By Ramona Fuentes Valdéz (rfuentes@itesm.mx) and Pedro Nájera García (pedro.najera@itesm.mx)
 

Many of us find mathematics very difficult, so the thought of studying a subject related to this discipline terrifies us. This means that we get the least out of the math courses in which we participate, thus generating deficiencies that we drag along whenever we study this subject until we finally pluck up the courage to face our fear, overcome it and solve it once and for all. Moreover, we have no idea how we could possibly apply the knowledge acquired once we have finished studying mathematics, making what we have learned appear to be meaningless.

The idea of MATECS (Spanish acronym) arose to address this double concern. It consists of the development of applications from diverse areas of knowledge, including: MAthematics, Electronic Technologies and Computer Science. Students developed mathematical models, algorithms, software programs and circuits, among others.

The objective was for the applications developed to be sufficiently representative of the areas of knowledge involved. The young people who were studying the theoretical bases of engineering worked as a team with another group of students who implemented the concepts studied using electronic and computer tools, thus generating a practical meaning for the key topics of the courses and, at the same time, a solid theoretical understanding of the fundamental principles of the specialization courses. The explanation of the subjects was given experientially and the elements were developed that allowed us to experience the concept by relating it to a course higher up in the curriculum.

The main problem is that we have no idea how we could possibly apply the knowledge acquired once we have finished studying mathematics, making what we have learned appear to be meaningless.

Since we were dealing with students from different semesters, learning modules were designed to cover basic knowledge requirements, such as: measurement, team management and safety measures for the instruments used in laboratories. During the semester, we worked with an average of 50 first- through sixth-semester students from different degree programs and enrolled in different courses, all of whom participated in the diverse activities. Just like any other process, its implementation required adequate planning and time management to enable students to coordinate with each other and work on the proposed activities.

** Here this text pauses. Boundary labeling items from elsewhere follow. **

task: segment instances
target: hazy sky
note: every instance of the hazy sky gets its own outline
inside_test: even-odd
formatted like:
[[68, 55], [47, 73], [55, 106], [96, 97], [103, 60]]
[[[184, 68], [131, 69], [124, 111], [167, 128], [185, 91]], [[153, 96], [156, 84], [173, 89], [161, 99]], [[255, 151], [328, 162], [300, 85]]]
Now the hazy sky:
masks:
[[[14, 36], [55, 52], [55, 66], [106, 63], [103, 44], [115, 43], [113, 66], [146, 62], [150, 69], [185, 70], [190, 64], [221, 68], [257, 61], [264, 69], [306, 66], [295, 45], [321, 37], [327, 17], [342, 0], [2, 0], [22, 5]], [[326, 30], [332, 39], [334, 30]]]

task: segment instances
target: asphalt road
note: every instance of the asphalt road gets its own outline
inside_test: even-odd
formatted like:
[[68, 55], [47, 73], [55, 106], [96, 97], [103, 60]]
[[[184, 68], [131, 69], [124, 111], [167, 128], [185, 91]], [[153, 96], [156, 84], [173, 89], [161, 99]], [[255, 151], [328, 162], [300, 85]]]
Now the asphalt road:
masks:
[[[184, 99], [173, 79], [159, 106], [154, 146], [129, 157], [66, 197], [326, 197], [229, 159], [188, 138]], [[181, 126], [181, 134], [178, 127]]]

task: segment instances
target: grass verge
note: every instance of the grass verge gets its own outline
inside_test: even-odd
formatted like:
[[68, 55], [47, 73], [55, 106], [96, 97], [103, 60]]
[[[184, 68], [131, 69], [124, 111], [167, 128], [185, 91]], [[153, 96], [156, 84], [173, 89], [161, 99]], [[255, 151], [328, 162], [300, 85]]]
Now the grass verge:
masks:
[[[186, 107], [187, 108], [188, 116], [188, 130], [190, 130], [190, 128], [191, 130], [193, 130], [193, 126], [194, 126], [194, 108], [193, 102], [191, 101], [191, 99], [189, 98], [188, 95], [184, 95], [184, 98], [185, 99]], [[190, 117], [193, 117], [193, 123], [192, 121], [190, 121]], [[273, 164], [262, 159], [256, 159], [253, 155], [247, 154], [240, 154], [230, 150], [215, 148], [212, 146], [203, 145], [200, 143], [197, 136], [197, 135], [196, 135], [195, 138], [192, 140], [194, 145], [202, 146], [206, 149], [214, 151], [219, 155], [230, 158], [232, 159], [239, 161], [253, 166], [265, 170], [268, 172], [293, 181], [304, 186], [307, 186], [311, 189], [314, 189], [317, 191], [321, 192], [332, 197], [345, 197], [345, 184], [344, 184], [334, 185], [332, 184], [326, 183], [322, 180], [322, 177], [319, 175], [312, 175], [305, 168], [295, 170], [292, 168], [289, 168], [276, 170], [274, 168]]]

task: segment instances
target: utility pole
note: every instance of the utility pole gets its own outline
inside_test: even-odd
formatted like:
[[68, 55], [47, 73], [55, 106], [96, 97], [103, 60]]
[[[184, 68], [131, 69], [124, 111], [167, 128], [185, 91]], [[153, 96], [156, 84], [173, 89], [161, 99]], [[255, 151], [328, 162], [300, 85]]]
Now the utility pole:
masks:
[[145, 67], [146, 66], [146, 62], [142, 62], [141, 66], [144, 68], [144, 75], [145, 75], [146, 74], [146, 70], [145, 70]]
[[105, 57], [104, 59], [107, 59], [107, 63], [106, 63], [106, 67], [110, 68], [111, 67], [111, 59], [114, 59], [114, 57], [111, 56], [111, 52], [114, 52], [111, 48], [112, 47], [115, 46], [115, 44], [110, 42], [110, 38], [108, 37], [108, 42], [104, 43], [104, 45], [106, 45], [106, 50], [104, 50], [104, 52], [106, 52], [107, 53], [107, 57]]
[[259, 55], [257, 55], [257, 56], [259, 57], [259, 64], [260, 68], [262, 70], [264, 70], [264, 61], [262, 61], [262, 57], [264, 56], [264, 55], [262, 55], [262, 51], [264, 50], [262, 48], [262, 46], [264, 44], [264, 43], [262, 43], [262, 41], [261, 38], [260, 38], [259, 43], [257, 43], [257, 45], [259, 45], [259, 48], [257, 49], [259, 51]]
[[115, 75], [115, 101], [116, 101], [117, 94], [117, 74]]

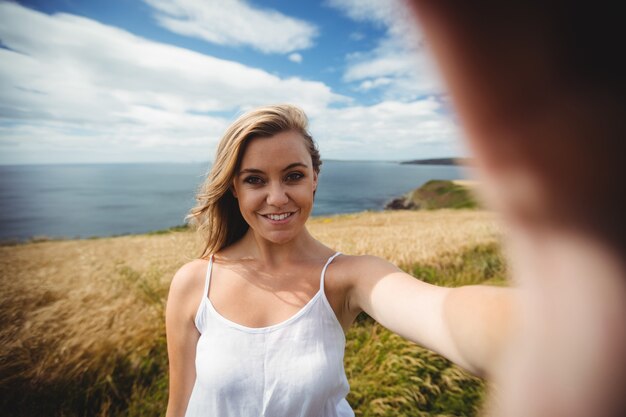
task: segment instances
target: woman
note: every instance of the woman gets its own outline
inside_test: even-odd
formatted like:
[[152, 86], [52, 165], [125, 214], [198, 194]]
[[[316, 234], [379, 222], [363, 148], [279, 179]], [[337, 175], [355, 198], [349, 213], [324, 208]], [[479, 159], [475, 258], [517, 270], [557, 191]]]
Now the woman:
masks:
[[510, 290], [433, 286], [309, 234], [321, 161], [306, 129], [298, 108], [270, 106], [219, 144], [190, 214], [204, 253], [168, 297], [168, 417], [354, 415], [344, 332], [361, 311], [479, 375], [501, 356]]

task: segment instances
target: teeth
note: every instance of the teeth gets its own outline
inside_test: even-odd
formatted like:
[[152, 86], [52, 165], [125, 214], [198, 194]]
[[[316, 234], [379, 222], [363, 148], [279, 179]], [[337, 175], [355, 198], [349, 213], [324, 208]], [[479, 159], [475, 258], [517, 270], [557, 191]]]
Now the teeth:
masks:
[[283, 214], [268, 214], [266, 217], [270, 220], [284, 220], [287, 217], [291, 216], [291, 213], [283, 213]]

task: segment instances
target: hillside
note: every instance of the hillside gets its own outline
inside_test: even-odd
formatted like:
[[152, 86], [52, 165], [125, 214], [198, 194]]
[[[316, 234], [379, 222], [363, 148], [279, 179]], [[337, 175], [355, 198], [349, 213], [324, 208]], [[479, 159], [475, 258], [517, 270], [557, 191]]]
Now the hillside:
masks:
[[[309, 221], [349, 254], [373, 254], [441, 285], [504, 282], [491, 213], [358, 213]], [[165, 410], [163, 313], [191, 231], [0, 246], [0, 414], [158, 416]], [[475, 415], [480, 381], [366, 317], [347, 335], [358, 416]]]

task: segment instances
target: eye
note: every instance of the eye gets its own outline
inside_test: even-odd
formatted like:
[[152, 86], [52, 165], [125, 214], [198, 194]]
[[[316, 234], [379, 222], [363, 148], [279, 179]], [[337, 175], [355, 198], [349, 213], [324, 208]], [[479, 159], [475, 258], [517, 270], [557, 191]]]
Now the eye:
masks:
[[260, 185], [263, 184], [263, 178], [256, 175], [250, 175], [249, 177], [244, 178], [243, 182], [245, 182], [246, 184]]
[[285, 177], [285, 179], [287, 181], [298, 181], [300, 179], [304, 178], [304, 174], [301, 172], [290, 172], [289, 174], [287, 174], [287, 176]]

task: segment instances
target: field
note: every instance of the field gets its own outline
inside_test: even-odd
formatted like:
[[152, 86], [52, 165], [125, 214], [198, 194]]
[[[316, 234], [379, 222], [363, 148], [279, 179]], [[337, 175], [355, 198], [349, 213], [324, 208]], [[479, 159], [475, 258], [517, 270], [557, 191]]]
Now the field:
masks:
[[[505, 283], [489, 212], [365, 212], [309, 228], [339, 251], [383, 257], [429, 282]], [[163, 415], [168, 285], [199, 249], [184, 228], [0, 246], [0, 415]], [[483, 383], [440, 356], [367, 317], [347, 340], [357, 416], [479, 412]]]

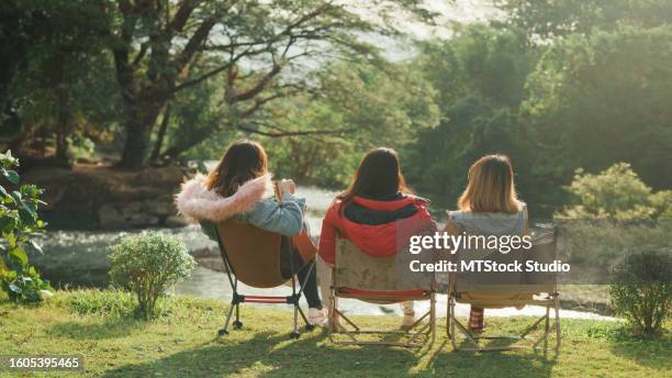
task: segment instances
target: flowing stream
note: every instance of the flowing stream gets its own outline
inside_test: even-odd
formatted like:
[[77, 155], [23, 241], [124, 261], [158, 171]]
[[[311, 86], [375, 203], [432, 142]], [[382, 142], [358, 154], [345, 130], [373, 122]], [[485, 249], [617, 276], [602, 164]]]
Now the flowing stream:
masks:
[[[306, 219], [313, 233], [317, 234], [322, 226], [323, 214], [336, 193], [315, 187], [299, 187], [296, 189], [296, 194], [306, 199], [309, 205]], [[56, 287], [107, 287], [109, 285], [108, 269], [110, 267], [108, 262], [109, 247], [116, 244], [126, 235], [138, 234], [152, 230], [153, 229], [124, 231], [51, 231], [46, 235], [40, 237], [44, 255], [32, 256], [33, 263], [38, 270], [42, 271], [43, 276], [48, 278]], [[210, 241], [201, 232], [198, 225], [180, 229], [154, 229], [154, 231], [178, 235], [191, 251], [216, 248], [216, 244]], [[240, 286], [240, 291], [248, 294], [290, 293], [290, 289], [287, 287], [259, 290], [244, 285]], [[232, 297], [232, 290], [226, 275], [203, 266], [197, 266], [191, 277], [178, 284], [172, 292], [224, 301], [229, 301]], [[437, 296], [438, 315], [443, 316], [446, 314], [446, 302], [445, 294]], [[370, 304], [349, 299], [340, 300], [339, 305], [348, 313], [401, 315], [401, 310], [397, 305]], [[423, 310], [426, 310], [427, 307], [428, 303], [426, 302], [417, 303], [416, 311], [421, 313]], [[515, 309], [489, 310], [488, 314], [491, 316], [541, 315], [545, 311], [544, 308], [528, 305], [520, 311]], [[458, 305], [457, 313], [466, 316], [469, 314], [469, 308], [467, 305]], [[561, 316], [613, 320], [613, 318], [609, 316], [570, 310], [562, 310]]]

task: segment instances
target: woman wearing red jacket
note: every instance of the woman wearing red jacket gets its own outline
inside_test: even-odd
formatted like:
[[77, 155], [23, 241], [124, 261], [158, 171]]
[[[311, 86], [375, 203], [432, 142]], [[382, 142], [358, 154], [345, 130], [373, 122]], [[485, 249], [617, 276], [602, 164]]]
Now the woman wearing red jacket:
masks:
[[[426, 199], [413, 196], [406, 188], [396, 152], [374, 148], [359, 164], [350, 187], [327, 210], [322, 222], [320, 256], [327, 264], [335, 263], [337, 236], [371, 256], [393, 256], [403, 247], [397, 246], [397, 241], [436, 230], [427, 204]], [[415, 322], [413, 302], [402, 307], [402, 327], [407, 327]]]

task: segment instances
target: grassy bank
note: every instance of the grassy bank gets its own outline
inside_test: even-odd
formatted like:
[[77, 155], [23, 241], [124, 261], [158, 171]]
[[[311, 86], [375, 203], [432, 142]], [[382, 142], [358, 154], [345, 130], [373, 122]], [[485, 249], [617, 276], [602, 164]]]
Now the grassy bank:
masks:
[[[659, 377], [672, 374], [672, 341], [628, 337], [615, 322], [567, 320], [559, 355], [531, 351], [455, 353], [446, 343], [445, 319], [432, 347], [418, 351], [334, 346], [315, 330], [290, 341], [290, 313], [277, 308], [243, 309], [245, 326], [217, 338], [226, 304], [173, 298], [155, 321], [133, 320], [133, 300], [114, 291], [58, 292], [40, 307], [0, 303], [2, 354], [81, 354], [86, 376], [406, 376], [456, 377]], [[395, 326], [399, 319], [360, 318]], [[493, 320], [520, 327], [526, 319]], [[668, 325], [668, 330], [669, 330]], [[2, 373], [0, 373], [2, 375]], [[7, 375], [7, 373], [5, 373]]]

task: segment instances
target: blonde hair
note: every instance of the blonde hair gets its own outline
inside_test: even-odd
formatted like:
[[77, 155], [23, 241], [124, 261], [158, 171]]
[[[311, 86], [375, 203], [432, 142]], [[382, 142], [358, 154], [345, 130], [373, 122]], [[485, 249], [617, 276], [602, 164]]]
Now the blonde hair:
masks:
[[523, 209], [508, 156], [485, 155], [469, 168], [467, 189], [458, 200], [458, 209], [509, 214]]

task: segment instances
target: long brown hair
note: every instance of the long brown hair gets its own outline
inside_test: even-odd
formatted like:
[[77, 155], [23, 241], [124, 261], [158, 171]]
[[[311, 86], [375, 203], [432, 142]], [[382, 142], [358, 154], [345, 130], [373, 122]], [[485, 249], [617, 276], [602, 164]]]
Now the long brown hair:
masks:
[[467, 189], [458, 208], [470, 212], [516, 213], [523, 202], [516, 196], [513, 166], [506, 155], [486, 155], [469, 168]]
[[257, 142], [239, 140], [232, 143], [217, 166], [208, 175], [205, 187], [228, 197], [246, 181], [268, 171], [268, 158]]
[[392, 148], [378, 147], [365, 155], [352, 182], [336, 198], [344, 203], [344, 209], [355, 196], [387, 197], [400, 191], [411, 192], [400, 169], [399, 154]]

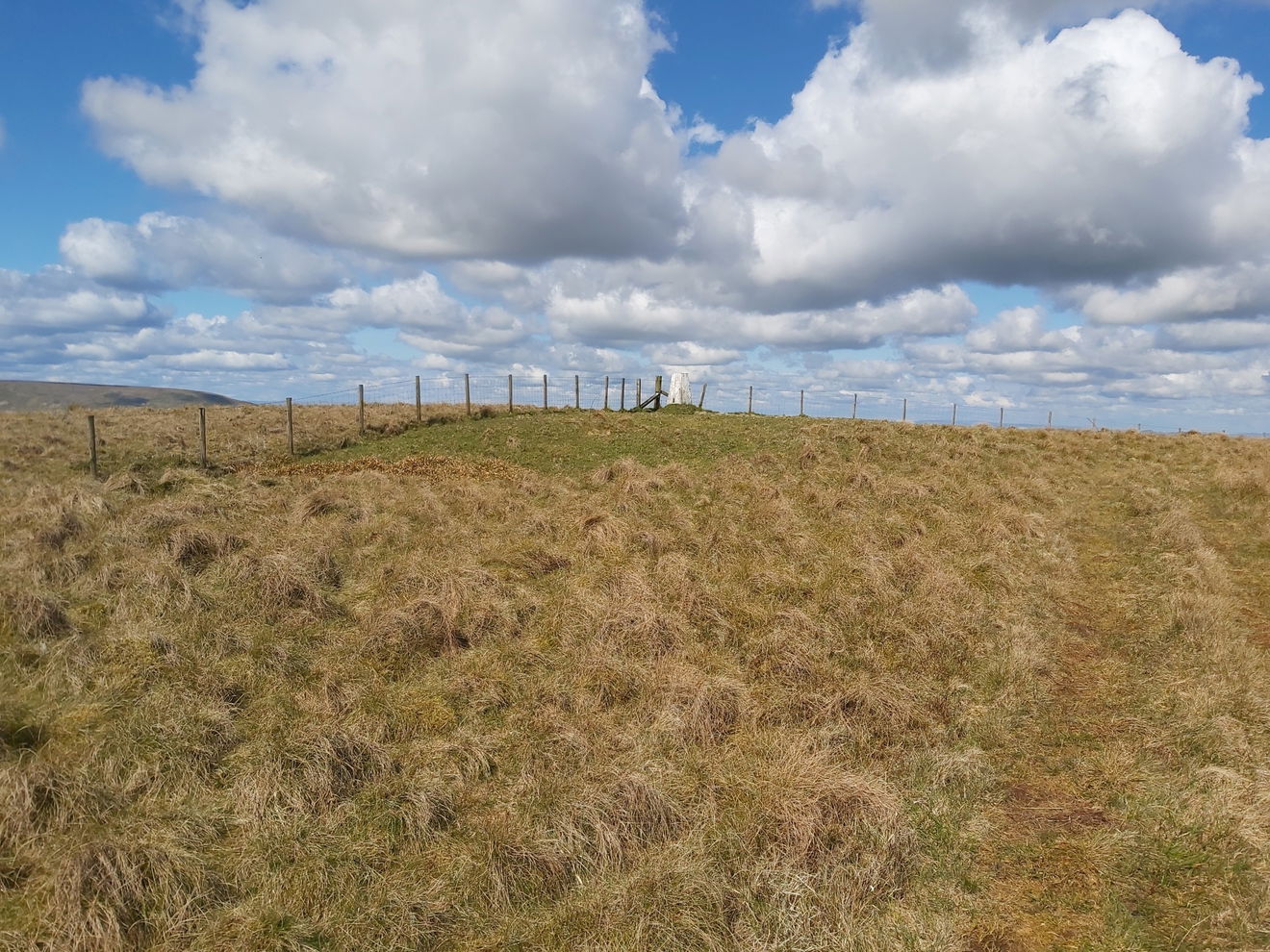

Some of the applications for the practical solutions implemented by students were:

Mathematical functions
The electronic instrumentation from the Mechatronics Laboratory was used to explain mathematical functions, together with a practical demonstration of the creation of signals with different characteristics through wave generators and their corresponding visualization using the oscilloscope. Voltage variations were also transformed into audible signals to emphasize the concept of signal frequency.

Acoustic prism.
This activity served to explain the Fourier transform principle to students from the course Introduction to the Degree Program. A data acquisition (DAQ) card and the LabVIEW language were used to generate multiple signals with different frequencies/amplitudes combined in a single electrical signal, which was separated into its components, but this time, through analogue filters built with circuits based on operational amplifiers. The physically separated signals were acquired again by the DAQ card and compared to the original components. The experiment motivated students to build the classic signal equalizer project.

Electronic visualization of linear equations
We defined the electrical signal conditioning requirements for their linear transformation through operational amplifiers. The electrical signal conditioning procedure for processing purposes requires the design of an amplification circuit based on the mathematical characteristics of the straight line, which is studied in the course Introduction to Mathematics, and whose accuracy depends on the adequate adjustment of the values elected for its implementation by Electrical Circuit and Measurement Laboratory students.

Know+
Some of the basic concepts of the course Introduction to Mathematics were selected for this activity. Introduction to Computer Science students then used them to generate a set of algorithms in pseudocode and flowchart forms that make it possible to simulate and test these concepts.

Student learning was undoubtedly greatly enriched through collaborative work. Integrating students from the initial semesters with those from advanced semesters achieved a synergy that not only supported the contents studied, but also transcended far beyond the classroom as they also got to know each other and integrated as a group in a personal way. A greater understanding of the subjects was observed in the courses, since concepts were reviewed and associated with their practical applications. The conclusions of the work completed by the groups displayed their enormous willingness and motivation to perform this type of activities, which, at first produced a certain degree of nervousness about the process, but, ultimately, generated satisfaction with what had been achieved.

Some of the greatest difficulties faced by the students included coordinating the team members and time management. These challenges were overcome by using social media as the means of communication.

To conclude this article, we would like to recall Ralph W. Tyler's (1949) phrase: "Learning takes place through the action of the student: it is what he does that he learns, not what the teacher does," since the teacher should only serve as a guide and facilitator in the teaching-learning process. The development of competencies by students in the course is accomplished through the work they carry out in the activities, challenges and projects designed for this purpose.


About the authors
Ramona Fuentes is a Mathematics and Computer Science professor, and also a teacher training course instructor. She received the 2017 Inspiring Teacher Award at Tecnológico de Monterrey, Campus Cuernavaca.

Pedro Nájera García teaches a variety of Electronics, Computer Science and Mechatronics courses. He received the 2016 Inspiring Teacher Award 2016 at Tecnológico de Monterrey, Campus Cuernavaca.